Enobosarm is sponsored by Veru Inc.
Enobosarm is in clinical development for three indications:
- A phase III ARTEST clinical study, which is enrolling, evaluating enobosarm for the treatment of third-line metastatic AR+ER+HER2- breast cancer patients whose disease has progressed after treatment with a nonsteroidal aromatase inhibitor, Faslodex, and a CDK4/6 inhibitor with an androgen receptor nuclei staining of ≥40%.

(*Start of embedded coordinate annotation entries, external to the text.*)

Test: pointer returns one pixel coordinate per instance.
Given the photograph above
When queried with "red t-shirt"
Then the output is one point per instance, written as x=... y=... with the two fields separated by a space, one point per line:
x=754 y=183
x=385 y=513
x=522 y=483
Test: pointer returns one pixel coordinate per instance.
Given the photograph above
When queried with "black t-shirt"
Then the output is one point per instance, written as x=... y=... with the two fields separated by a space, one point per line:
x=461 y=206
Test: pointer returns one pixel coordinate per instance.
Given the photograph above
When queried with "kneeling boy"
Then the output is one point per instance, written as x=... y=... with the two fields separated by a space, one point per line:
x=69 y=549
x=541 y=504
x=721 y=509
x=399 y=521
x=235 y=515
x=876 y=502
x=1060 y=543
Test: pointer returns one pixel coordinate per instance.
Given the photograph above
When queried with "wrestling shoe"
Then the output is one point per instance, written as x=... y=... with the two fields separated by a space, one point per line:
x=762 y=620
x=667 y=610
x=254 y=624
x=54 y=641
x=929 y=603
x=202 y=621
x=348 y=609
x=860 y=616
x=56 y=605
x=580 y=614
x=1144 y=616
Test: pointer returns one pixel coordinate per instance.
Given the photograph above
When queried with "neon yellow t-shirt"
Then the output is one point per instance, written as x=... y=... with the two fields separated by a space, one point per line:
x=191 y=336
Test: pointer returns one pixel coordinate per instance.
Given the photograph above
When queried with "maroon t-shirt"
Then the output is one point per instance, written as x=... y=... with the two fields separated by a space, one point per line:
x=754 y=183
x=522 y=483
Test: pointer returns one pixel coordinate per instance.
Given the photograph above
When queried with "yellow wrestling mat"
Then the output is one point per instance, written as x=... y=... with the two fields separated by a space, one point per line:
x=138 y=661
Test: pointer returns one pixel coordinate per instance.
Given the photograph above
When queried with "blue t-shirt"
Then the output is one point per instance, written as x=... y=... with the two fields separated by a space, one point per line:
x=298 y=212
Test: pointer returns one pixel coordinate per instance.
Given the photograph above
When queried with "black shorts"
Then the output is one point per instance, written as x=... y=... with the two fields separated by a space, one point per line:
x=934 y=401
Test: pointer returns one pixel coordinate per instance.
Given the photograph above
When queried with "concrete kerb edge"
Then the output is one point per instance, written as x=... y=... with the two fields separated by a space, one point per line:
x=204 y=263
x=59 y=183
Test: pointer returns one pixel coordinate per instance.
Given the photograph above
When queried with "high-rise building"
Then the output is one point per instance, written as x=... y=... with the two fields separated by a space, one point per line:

- Planned phase III ENABLAR-2 clinical study evaluating enobosarm + Verzenio (abemaciclib) combination therapy as treatment of second-line metastatic AR+ER+HER2- breast cancer patients whose breast cancer has progressed after treatment with Ibrance (palbociclib) and either a nonsteroidal aromatase inhibitor or Faslodex combination with an androgen receptor nuclei staining of ≥40%.
- A planned phase II clinical study of Veru’s enobosarm + sabizabulin combination therapy in metastatic triple negative breast cancer after two systemic chemotherapies.